More king than president?
It’s a long time since Emmanuel Macron rode to presidential power on a wave of promises, many related to public spending and reforming the labour market. Now that it’s time to deliver on those promises, the people are a little less enthusiastic…
Three months of disruption lie ahead, as the first of the planned railway walkouts saw around 75% of staff strike. More than half of the French public are against the strikes, but there’s a significant fear of sneaking privatisation, and Macron’s diplomacy may be the difference between success and failure for his reforms.

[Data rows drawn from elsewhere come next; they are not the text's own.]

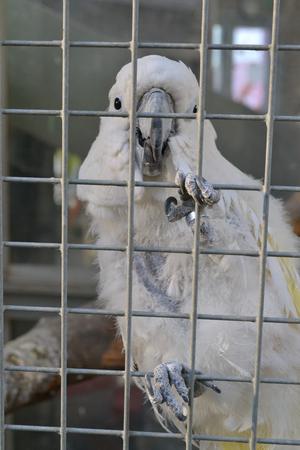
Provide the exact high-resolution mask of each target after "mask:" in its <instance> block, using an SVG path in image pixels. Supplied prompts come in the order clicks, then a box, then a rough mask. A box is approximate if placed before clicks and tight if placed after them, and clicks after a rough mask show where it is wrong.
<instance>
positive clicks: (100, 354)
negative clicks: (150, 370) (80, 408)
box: [4, 314, 124, 412]
mask: <svg viewBox="0 0 300 450" xmlns="http://www.w3.org/2000/svg"><path fill="white" fill-rule="evenodd" d="M114 328H115V325H114V323H113V321H112V320H110V319H109V318H107V317H102V316H98V315H84V314H74V315H71V314H69V315H68V325H67V329H68V339H67V340H68V342H67V345H68V367H75V368H79V367H80V368H95V369H122V368H123V367H124V361H123V355H122V342H121V341H120V340H118V339H116V338H115V333H114ZM60 351H61V350H60V318H59V317H48V318H42V319H41V320H39V322H38V323H37V324H36V325H35V326H34V327H33V328H32V329H31V330H30V331H29V332H28V333H26V334H24V335H22V336H20V337H18V338H17V339H15V340H13V341H10V342H8V343H7V344H6V346H5V356H4V363H5V366H11V365H17V366H20V365H26V366H36V367H38V366H39V367H58V368H59V367H60ZM83 378H84V377H83V376H82V375H80V376H72V377H68V383H72V382H73V383H74V382H78V381H80V380H82V379H83ZM59 388H60V376H59V375H58V374H49V373H43V372H21V371H20V372H19V371H7V372H6V374H5V411H6V412H12V411H14V410H15V409H17V408H19V407H21V406H23V405H26V404H29V403H33V402H36V401H39V400H41V399H44V398H45V397H49V396H51V395H53V394H54V393H55V392H56V391H57V390H58V389H59Z"/></svg>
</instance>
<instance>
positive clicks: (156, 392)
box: [145, 361, 221, 421]
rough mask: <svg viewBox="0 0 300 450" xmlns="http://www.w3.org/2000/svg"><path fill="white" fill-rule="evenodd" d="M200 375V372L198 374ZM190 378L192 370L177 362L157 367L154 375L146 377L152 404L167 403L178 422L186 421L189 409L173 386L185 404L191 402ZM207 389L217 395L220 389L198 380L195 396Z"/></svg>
mask: <svg viewBox="0 0 300 450" xmlns="http://www.w3.org/2000/svg"><path fill="white" fill-rule="evenodd" d="M197 373H198V372H197ZM189 377H190V369H188V367H186V366H185V365H184V364H181V363H179V362H177V361H171V362H168V363H162V364H159V365H158V366H157V367H155V369H154V371H153V374H152V373H150V372H149V373H147V374H146V375H145V387H146V392H147V395H148V398H149V400H150V402H151V403H152V404H153V405H154V406H155V405H157V404H162V403H166V405H167V406H168V407H169V408H170V410H171V411H172V412H173V413H174V414H175V416H176V417H177V419H178V420H180V421H184V420H186V418H187V407H186V406H185V405H184V404H183V403H180V402H179V401H178V399H177V398H176V397H177V396H176V395H175V393H174V391H173V389H172V386H174V387H175V389H176V391H177V393H178V394H179V396H180V397H181V398H182V400H183V401H184V403H188V402H189V388H188V384H189ZM206 388H210V389H212V390H214V391H215V392H217V393H220V392H221V391H220V389H219V388H218V387H217V386H215V385H214V384H213V383H209V382H207V381H204V380H196V381H195V387H194V396H195V397H198V396H199V395H201V394H203V392H204V391H205V389H206Z"/></svg>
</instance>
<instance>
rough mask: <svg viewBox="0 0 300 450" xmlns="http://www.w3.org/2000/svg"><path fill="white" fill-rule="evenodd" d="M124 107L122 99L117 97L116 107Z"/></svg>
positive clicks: (115, 99)
mask: <svg viewBox="0 0 300 450" xmlns="http://www.w3.org/2000/svg"><path fill="white" fill-rule="evenodd" d="M121 108H122V103H121V100H120V99H119V97H116V98H115V109H121Z"/></svg>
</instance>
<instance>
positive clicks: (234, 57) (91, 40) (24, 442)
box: [0, 0, 300, 450]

And what’s behind these reforms? The SNCF train system carries a big old bundle of debt, and France’s public spending total stands at 59% of GDP, compared to Germany’s 44% and the UK’s 39%. Economic growth and a cut in the unemployment rate are his targets too. Social mobility is a stated concern, but few people could miss the irony in spending an average €250 a day on Macron’s hair and makeup when the public purse strings want tightening. When France’s royalty and nobility found themselves on the sharp end of the guillotine, it was by reason of their unreal existence and complete disconnect from the people; is Macron more king than president?
Stating that he wouldn’t yield to “the lazy, the cynics or the extreme”, as he did back in September, certainly has that monarchical touch, and February’s finger-pointing at farmers at the Salon de l’Agriculture lacked the common touch. But could his forceful nature not only see France’s economy grow, but its stature on the world stage too? His recent words directed at Donald Trump, in response to the stand-off about trade tariffs, certainly show a refusal to be cowed: “We won’t talk at all with a country if it is with a gun to our heads.”
Talks at the EU, where Macron would like to see greater harmony, have meanwhile been complicated by the rise in populism in Italy, the eurozone’s third-largest economy, if not its most prosperous. The president’s hopes for harmony in taxation, minimum wages in all EU countries and a dedicated Eurozone finance minister and budget certainly seem ambitious; he may find common ground with Angela Merkel, but the Dutch prime minister’s words of “It’s not a French-German Europe” don’t bode well for reform.
All in all, it’s enough for a king to want to tear his expensively coiffed hair out.